Part of the American History & Genealogy Project

Mrs. A. Leo Knott

 

Mrs. Knott is among the earliest members of the Society of the Daughters of the American Revolution, being at the time of its formation, a resident of Washington. She was elected a member of the society on June 19, 1891, having previously attended several preliminary meetings of the society at the residence of Mrs. Cabell.

On the 9th of May of the same year she was elected one of the vice-presidents-general. Mrs. Knott claims membership in the society on account of the Revolutionary services rendered by Captain John Phelan, through her mother Mary J. Kienan, nee Mary J. Phelan. Captain Phelan joined the American army at Boston in 1776. He survived the war, being promoted to the rank of captain for gallant services performed during the war and was with the army until it disbanded at Newburg in October, 1783.

After the war Captain Phelan engaged in mercantile business in New York. He made a trip to Rio Janeiro in connection with his business. On his return he was shipwrecked, losing the vessel and cargo in which most of his fortune was invested. He removed to Baltimore and established a classical and mathematical school which enjoyed a wide reputation for many years. He died in Baltimore in 1827.

Mrs. Knott took an active part in the work of the early building up of the Daughters of the American Revolution. On the retirement of Mrs. Flora Adams Darling from the position which she filled of vice-president-general in charge of the organization of chapters, Mrs. Knott, together with Mrs. John W. Foster and Mrs. H. V. Boynton was appointed by the national board to take charge of that work.

In 1891 Mrs. Knott, on her removal to Baltimore, was requested by the national board to accept the position of state regent of Maryland and to undertake the work of establishing chapters in that state. In accordance with that request Mrs. Knotty in 1892, sent out invitations to ladies in Baltimore whom she knew were eligible to membership in the National Society and on March 4th, the Baltimore Chapter was formed at her house. Mrs. Knott appointed Miss Alice Key Blunt regent of the chapter.

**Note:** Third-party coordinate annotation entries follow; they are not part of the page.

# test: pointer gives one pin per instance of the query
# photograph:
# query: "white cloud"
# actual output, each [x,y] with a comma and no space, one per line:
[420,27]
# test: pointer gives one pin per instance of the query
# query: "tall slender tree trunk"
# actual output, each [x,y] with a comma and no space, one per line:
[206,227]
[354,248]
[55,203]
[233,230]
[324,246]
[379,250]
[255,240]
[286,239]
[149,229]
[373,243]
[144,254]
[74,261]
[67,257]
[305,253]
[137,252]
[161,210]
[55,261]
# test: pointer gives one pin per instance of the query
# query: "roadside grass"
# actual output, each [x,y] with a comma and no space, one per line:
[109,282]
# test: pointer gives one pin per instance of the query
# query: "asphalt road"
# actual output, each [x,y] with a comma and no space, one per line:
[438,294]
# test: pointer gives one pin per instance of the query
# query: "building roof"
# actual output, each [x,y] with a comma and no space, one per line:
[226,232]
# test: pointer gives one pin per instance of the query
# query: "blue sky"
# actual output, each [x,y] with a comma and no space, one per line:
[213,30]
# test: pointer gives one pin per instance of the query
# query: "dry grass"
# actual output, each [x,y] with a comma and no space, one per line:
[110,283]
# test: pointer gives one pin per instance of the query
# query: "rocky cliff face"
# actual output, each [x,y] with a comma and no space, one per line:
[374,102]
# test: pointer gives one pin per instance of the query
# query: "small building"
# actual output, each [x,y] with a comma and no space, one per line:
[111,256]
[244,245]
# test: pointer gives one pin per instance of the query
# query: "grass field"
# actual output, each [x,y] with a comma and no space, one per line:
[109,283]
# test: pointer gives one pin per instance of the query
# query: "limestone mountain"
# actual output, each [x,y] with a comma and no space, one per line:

In 1894 Mrs. Knott resigned the office of state regent of Maryland, and at the succeeding congress was elected one of the honorary vice-presidents-general for life. In 1889, at the urgent request of many of the members of the chapter, Mrs. Knott was elected to the office of regent of the Baltimore Chapter, which has done good work under her regency and has taken a lively interest in the construction of Continental Hall.